DISCUSSIE RONDOM DE PREDIKING – Deel 4

WD Jonker
Gereformeerd weekblad, 24e jaargang nr. 35, 28 februari 1969, 227, 228

Wie zich met de jongste discussies rondom de prediking bezig houdt, merkt vanzelf hoe het begrip situatie” daarin een steeds groter en beslissender rol is gaan spelen.

Bedoeld wordt daarmee de situatie van de hoorder, de mens die het adres van de verkondiging is. Uit de gedachte, dat de verkondiging op de juiste wijze op de situatie van de hoorder afgestemd moet zijn, worden allerlei conclusies getrokken, die voor de opvatting van wat de prediking is, en ook voor de techniek bij de voorbereiding van de preek, van ingrijpende betekenis zijn.
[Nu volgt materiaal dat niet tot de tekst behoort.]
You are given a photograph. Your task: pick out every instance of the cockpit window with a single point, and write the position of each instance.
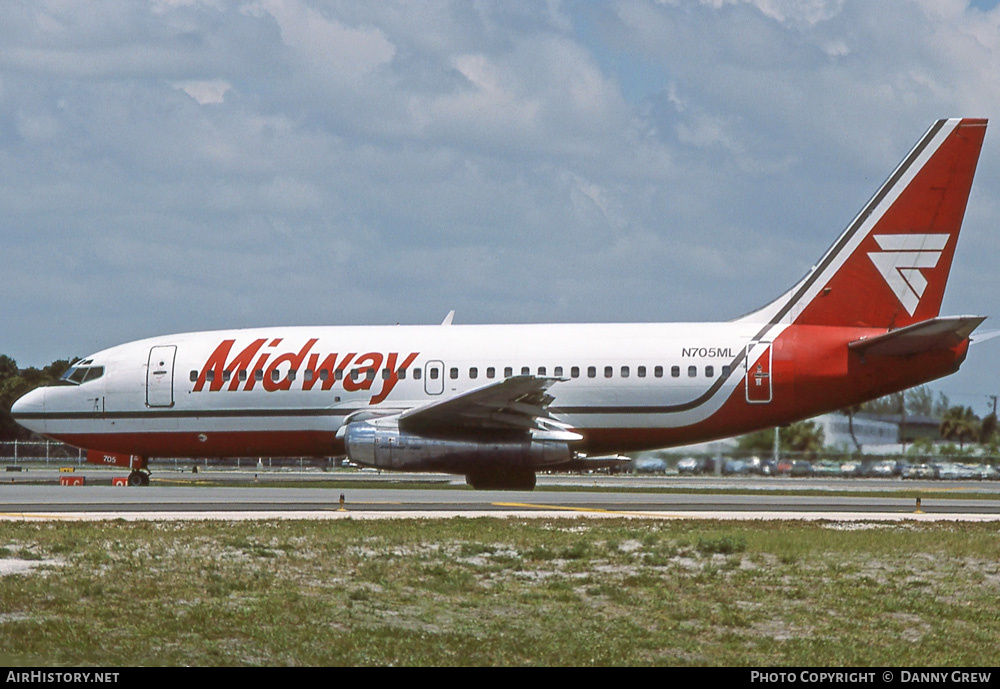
(77, 375)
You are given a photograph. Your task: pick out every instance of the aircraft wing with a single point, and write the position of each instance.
(934, 333)
(514, 405)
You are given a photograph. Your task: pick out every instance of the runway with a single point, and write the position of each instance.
(171, 499)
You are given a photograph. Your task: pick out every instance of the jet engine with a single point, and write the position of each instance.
(505, 461)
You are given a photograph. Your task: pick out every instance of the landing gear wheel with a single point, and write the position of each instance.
(138, 478)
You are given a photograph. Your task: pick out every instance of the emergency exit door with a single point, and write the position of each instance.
(160, 376)
(758, 372)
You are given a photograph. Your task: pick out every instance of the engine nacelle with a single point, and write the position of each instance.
(380, 443)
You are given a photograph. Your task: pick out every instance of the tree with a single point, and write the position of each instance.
(960, 424)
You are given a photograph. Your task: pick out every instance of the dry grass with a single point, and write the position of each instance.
(500, 592)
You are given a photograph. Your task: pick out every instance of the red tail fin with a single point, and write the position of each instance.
(890, 267)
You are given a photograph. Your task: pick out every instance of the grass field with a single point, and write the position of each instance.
(495, 591)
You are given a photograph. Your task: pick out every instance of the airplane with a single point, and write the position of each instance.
(499, 403)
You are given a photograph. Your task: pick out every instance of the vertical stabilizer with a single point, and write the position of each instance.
(890, 266)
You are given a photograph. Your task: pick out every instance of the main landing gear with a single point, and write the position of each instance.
(138, 478)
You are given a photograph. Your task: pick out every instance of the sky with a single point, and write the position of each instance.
(178, 165)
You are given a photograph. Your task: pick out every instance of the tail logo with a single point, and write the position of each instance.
(901, 259)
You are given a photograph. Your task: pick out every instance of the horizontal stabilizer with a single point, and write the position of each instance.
(926, 336)
(983, 337)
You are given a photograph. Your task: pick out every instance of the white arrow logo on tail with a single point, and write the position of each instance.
(901, 260)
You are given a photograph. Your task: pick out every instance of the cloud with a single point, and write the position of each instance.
(255, 162)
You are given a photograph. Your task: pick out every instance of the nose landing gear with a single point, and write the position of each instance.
(138, 478)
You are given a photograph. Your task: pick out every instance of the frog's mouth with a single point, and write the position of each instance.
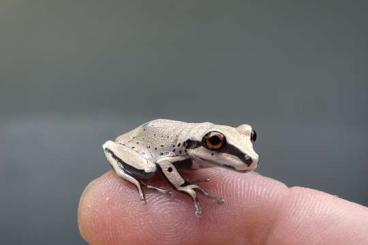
(233, 168)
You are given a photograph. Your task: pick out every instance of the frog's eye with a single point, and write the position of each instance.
(214, 140)
(253, 136)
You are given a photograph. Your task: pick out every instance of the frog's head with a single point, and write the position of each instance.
(226, 147)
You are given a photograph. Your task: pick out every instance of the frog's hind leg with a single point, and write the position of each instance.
(128, 164)
(124, 175)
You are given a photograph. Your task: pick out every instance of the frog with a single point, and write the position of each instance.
(167, 146)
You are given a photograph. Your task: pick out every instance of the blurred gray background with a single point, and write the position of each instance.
(76, 73)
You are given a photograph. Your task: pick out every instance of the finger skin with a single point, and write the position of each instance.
(257, 210)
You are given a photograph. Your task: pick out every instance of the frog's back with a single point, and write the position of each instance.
(155, 138)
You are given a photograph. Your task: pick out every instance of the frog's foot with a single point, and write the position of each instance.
(190, 190)
(161, 190)
(219, 200)
(198, 181)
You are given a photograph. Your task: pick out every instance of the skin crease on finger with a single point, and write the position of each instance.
(257, 210)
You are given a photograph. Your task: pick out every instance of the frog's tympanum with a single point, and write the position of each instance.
(166, 146)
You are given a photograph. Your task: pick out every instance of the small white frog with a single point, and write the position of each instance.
(168, 145)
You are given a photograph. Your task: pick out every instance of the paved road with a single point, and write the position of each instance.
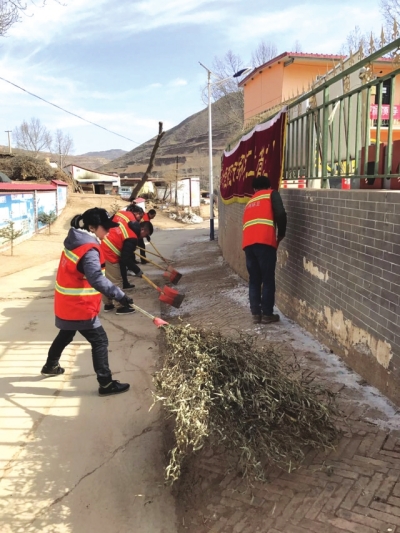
(71, 461)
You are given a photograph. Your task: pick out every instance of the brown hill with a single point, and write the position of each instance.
(185, 144)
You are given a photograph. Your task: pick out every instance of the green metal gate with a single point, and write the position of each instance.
(344, 129)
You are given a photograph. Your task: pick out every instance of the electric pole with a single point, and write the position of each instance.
(176, 181)
(9, 141)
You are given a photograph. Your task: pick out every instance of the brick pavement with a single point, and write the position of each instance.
(355, 488)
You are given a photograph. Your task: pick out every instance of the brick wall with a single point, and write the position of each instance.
(338, 274)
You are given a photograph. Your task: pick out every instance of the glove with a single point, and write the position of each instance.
(126, 301)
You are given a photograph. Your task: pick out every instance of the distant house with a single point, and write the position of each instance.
(292, 73)
(4, 178)
(281, 78)
(94, 181)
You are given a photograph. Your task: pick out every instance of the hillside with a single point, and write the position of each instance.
(186, 143)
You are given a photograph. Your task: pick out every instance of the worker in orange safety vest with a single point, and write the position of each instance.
(80, 283)
(264, 226)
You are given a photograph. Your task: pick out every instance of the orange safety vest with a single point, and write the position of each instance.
(258, 220)
(124, 217)
(74, 297)
(113, 243)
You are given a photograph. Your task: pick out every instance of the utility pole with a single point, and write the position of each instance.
(176, 181)
(9, 141)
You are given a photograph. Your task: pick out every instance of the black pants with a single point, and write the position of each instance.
(260, 263)
(142, 252)
(99, 341)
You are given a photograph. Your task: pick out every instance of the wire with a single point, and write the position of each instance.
(69, 112)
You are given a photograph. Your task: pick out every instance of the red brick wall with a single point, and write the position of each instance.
(338, 274)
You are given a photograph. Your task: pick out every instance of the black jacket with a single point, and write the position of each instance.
(127, 260)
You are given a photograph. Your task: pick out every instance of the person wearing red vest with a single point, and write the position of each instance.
(147, 217)
(264, 226)
(118, 249)
(80, 282)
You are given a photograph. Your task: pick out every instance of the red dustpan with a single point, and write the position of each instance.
(159, 322)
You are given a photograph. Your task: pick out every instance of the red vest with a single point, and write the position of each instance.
(74, 297)
(258, 220)
(124, 217)
(113, 243)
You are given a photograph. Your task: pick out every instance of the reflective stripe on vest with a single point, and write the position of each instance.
(265, 221)
(124, 217)
(69, 291)
(111, 246)
(71, 256)
(124, 231)
(258, 220)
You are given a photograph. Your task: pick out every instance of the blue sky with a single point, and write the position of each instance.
(127, 65)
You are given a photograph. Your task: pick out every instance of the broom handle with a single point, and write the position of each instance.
(151, 283)
(150, 261)
(142, 311)
(154, 246)
(148, 251)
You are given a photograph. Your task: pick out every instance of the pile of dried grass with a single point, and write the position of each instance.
(250, 400)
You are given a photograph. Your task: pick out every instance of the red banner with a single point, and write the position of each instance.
(373, 112)
(258, 153)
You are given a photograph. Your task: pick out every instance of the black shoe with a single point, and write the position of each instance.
(268, 319)
(114, 387)
(52, 370)
(124, 310)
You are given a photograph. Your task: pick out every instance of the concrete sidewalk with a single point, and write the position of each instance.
(71, 461)
(353, 489)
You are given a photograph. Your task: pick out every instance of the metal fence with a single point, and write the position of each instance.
(345, 131)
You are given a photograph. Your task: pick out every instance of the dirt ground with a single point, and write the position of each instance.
(355, 488)
(70, 461)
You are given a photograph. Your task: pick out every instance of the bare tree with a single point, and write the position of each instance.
(33, 136)
(224, 68)
(146, 175)
(9, 15)
(390, 10)
(62, 146)
(297, 46)
(263, 53)
(12, 10)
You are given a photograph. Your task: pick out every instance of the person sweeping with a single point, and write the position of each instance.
(79, 285)
(118, 249)
(264, 226)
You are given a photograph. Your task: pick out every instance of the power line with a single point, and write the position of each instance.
(69, 112)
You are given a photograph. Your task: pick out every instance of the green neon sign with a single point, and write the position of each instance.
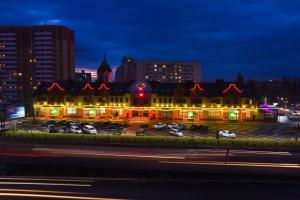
(54, 111)
(92, 112)
(231, 115)
(190, 114)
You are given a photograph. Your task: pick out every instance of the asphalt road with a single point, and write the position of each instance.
(57, 171)
(123, 158)
(24, 188)
(284, 129)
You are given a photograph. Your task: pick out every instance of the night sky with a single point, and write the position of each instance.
(260, 39)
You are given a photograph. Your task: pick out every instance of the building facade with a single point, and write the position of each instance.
(161, 71)
(143, 101)
(30, 56)
(83, 76)
(104, 72)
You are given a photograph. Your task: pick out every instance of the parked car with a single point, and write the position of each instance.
(176, 132)
(159, 125)
(89, 129)
(75, 129)
(140, 132)
(81, 125)
(61, 122)
(227, 134)
(173, 125)
(64, 129)
(74, 123)
(145, 126)
(49, 122)
(199, 128)
(52, 128)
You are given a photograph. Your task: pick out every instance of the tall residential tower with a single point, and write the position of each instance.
(31, 55)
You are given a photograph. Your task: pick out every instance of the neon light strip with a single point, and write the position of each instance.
(198, 87)
(230, 86)
(88, 85)
(55, 84)
(103, 86)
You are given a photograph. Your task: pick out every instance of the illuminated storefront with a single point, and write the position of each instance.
(143, 100)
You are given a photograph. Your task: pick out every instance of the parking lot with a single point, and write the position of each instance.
(283, 129)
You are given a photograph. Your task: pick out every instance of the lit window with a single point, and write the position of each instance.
(71, 111)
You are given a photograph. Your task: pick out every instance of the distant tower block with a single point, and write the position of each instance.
(104, 72)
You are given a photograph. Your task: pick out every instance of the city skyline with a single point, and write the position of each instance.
(226, 38)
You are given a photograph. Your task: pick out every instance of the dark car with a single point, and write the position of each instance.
(64, 129)
(199, 128)
(145, 126)
(49, 122)
(52, 128)
(81, 125)
(61, 122)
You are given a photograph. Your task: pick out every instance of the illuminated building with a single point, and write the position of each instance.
(161, 71)
(145, 101)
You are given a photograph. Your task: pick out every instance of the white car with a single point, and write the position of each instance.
(159, 125)
(74, 123)
(227, 134)
(176, 132)
(173, 125)
(89, 129)
(75, 129)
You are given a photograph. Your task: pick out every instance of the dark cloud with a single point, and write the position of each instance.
(257, 38)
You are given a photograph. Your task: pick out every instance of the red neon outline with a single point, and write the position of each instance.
(87, 85)
(103, 86)
(55, 84)
(197, 86)
(230, 86)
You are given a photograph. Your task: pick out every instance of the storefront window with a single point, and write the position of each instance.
(71, 111)
(91, 112)
(54, 111)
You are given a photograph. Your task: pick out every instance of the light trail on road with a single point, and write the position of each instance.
(240, 164)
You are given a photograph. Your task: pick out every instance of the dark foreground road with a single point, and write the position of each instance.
(126, 188)
(145, 173)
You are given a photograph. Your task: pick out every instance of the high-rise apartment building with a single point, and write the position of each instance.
(83, 76)
(31, 55)
(161, 71)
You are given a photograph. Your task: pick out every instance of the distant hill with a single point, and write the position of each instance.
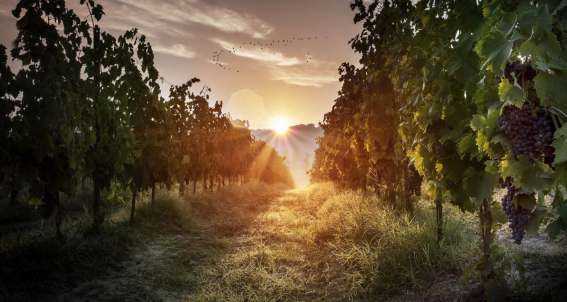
(297, 146)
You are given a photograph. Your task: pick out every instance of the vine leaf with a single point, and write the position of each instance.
(552, 89)
(479, 184)
(560, 145)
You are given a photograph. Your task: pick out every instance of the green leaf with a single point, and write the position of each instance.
(556, 227)
(479, 184)
(478, 122)
(465, 144)
(552, 89)
(496, 48)
(562, 211)
(560, 145)
(558, 199)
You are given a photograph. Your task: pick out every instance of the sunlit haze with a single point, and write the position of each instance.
(280, 125)
(261, 58)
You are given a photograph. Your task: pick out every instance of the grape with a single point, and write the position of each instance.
(518, 217)
(530, 131)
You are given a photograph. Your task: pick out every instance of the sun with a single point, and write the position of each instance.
(280, 125)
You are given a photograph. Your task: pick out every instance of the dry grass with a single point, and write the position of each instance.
(322, 245)
(260, 243)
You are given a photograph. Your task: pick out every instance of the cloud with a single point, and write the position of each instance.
(314, 74)
(263, 55)
(178, 50)
(199, 12)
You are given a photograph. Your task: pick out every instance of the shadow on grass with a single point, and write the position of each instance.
(150, 260)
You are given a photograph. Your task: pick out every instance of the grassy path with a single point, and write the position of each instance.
(259, 246)
(248, 250)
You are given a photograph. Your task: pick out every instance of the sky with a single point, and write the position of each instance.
(263, 58)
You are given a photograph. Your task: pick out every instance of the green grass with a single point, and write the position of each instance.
(248, 243)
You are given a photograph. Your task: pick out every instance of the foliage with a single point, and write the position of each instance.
(438, 82)
(85, 105)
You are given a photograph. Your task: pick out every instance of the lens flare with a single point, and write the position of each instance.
(280, 125)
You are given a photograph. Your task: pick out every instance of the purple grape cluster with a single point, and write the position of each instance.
(529, 129)
(518, 217)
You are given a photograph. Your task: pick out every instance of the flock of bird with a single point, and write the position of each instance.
(217, 55)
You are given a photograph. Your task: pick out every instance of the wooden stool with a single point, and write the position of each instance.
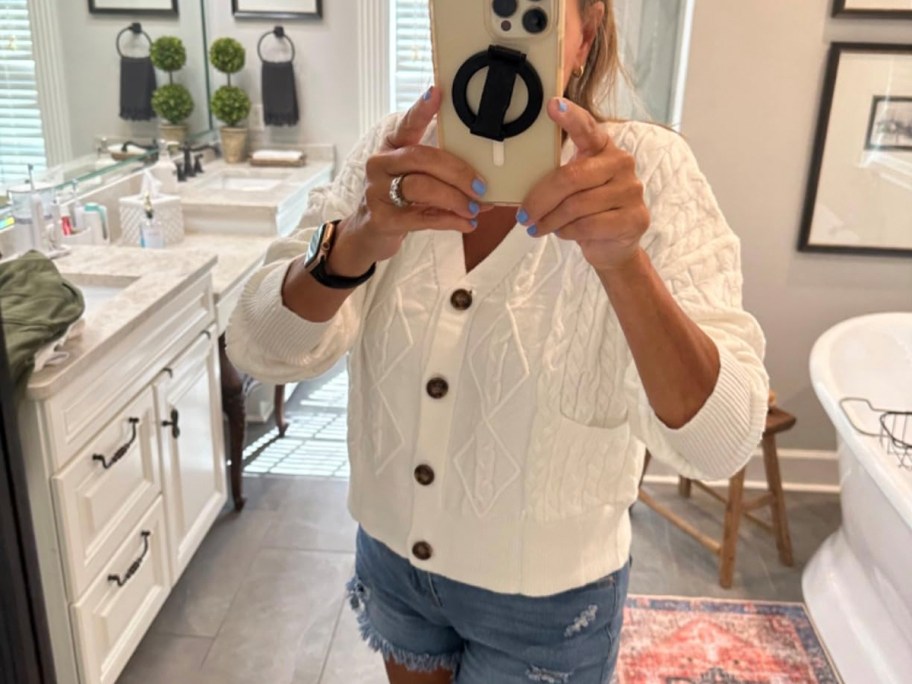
(736, 506)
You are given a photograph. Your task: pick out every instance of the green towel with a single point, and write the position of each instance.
(37, 306)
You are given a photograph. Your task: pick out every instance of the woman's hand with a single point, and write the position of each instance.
(596, 199)
(444, 192)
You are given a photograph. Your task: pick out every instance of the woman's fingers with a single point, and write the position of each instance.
(414, 124)
(606, 198)
(425, 190)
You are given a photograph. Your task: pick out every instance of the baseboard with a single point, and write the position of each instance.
(802, 470)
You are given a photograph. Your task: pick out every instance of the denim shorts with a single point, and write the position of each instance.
(426, 622)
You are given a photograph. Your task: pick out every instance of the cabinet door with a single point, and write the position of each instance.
(192, 447)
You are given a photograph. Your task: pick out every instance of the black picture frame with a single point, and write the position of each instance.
(238, 13)
(837, 50)
(133, 11)
(840, 10)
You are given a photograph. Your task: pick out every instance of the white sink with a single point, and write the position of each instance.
(250, 200)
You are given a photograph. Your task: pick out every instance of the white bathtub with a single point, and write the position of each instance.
(858, 586)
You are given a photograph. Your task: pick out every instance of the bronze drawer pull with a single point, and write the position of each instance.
(173, 423)
(135, 565)
(121, 452)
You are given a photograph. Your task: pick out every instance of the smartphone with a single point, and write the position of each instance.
(499, 62)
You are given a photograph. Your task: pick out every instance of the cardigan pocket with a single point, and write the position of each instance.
(576, 469)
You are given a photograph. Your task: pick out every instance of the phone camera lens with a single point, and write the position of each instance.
(505, 8)
(535, 21)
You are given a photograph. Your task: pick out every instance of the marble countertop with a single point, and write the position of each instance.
(145, 280)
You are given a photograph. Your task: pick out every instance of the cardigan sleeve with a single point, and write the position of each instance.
(698, 257)
(267, 340)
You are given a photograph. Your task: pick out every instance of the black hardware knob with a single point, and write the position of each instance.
(135, 565)
(173, 423)
(122, 451)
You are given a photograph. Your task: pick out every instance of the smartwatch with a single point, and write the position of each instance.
(318, 254)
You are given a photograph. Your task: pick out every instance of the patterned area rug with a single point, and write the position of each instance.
(707, 641)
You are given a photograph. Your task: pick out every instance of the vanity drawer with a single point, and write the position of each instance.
(105, 490)
(112, 617)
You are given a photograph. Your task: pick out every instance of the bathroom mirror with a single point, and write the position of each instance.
(60, 87)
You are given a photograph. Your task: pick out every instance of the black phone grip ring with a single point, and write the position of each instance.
(504, 66)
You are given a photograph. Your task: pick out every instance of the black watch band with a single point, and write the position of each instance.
(321, 248)
(339, 282)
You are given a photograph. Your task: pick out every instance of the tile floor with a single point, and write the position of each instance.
(262, 602)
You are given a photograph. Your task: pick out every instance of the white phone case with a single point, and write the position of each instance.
(463, 29)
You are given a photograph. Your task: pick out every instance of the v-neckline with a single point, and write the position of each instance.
(489, 272)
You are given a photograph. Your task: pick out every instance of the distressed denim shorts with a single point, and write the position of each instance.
(426, 622)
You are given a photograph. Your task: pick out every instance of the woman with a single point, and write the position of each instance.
(507, 369)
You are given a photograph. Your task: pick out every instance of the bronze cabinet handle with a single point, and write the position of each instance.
(122, 451)
(135, 565)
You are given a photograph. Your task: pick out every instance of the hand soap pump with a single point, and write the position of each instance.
(151, 234)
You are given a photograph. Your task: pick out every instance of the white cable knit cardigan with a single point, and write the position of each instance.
(538, 445)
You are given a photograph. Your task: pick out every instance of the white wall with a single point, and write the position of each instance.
(326, 67)
(750, 113)
(91, 69)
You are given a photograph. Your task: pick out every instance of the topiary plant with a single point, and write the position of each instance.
(228, 56)
(169, 54)
(230, 105)
(172, 103)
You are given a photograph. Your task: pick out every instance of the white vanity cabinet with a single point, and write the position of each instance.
(121, 497)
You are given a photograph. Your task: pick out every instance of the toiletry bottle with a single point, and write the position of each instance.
(150, 233)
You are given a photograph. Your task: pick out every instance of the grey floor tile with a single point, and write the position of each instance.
(286, 607)
(200, 600)
(350, 660)
(314, 517)
(164, 659)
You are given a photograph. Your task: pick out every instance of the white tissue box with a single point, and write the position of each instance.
(168, 213)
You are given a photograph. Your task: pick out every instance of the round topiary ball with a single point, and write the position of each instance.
(173, 103)
(227, 55)
(169, 53)
(230, 105)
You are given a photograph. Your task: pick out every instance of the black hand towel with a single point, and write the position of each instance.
(280, 95)
(137, 83)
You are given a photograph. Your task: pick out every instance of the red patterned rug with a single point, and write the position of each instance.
(706, 641)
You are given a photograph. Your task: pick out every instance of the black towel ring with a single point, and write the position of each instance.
(136, 29)
(279, 33)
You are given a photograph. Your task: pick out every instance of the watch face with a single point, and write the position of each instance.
(316, 243)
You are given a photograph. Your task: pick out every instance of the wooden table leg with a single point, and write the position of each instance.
(777, 505)
(730, 534)
(234, 405)
(279, 409)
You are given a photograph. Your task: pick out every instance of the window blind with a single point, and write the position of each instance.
(21, 135)
(650, 34)
(411, 60)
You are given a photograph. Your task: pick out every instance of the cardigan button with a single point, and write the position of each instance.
(422, 551)
(461, 300)
(424, 475)
(438, 388)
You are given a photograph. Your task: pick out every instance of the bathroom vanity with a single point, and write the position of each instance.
(124, 451)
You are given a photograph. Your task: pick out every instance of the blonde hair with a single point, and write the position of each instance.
(598, 84)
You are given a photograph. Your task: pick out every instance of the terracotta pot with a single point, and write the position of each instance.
(234, 144)
(173, 132)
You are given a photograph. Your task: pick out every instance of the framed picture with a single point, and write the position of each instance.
(147, 7)
(277, 9)
(874, 9)
(860, 180)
Nu valt niet te ontkennen, dat het begrip “situatie” natuurlijk altijd een rol in de opvatting van de prediking gespeeld heeft. Wie de prediking verstaat als uitleg en toepassing van een tekst, ziet de uitleg van de tekst gericht op de situatie van de hoorder en bedoelt met toepassing uiteraard ook niets anders dan het aantonen van het verband tussen wat in de tekst staat en de situatie van de hoorder. Is de prediking niet op de situatie van de hoorder afgestemd, dan kan de prediking ook niet relevant zijn, dan blijft de prediking in de objectiviteit òf de tijdloosheid òf de kleurloosheid hangen. Dan kan het natuurlijk ook geen verkondiging van het evangelie zijn, want het evangelie is geen kleurloos woord, maar een woord vol blijdschap dat de harten raakt.

Over deze zaak is er dan ook geen verschil van opvatting mogelijk. Zulk een verschil ontstaat pas, wanneer men de vraag gaat stellen hoe het begrip situatie in de opvatting van de prediking concreet functioneert.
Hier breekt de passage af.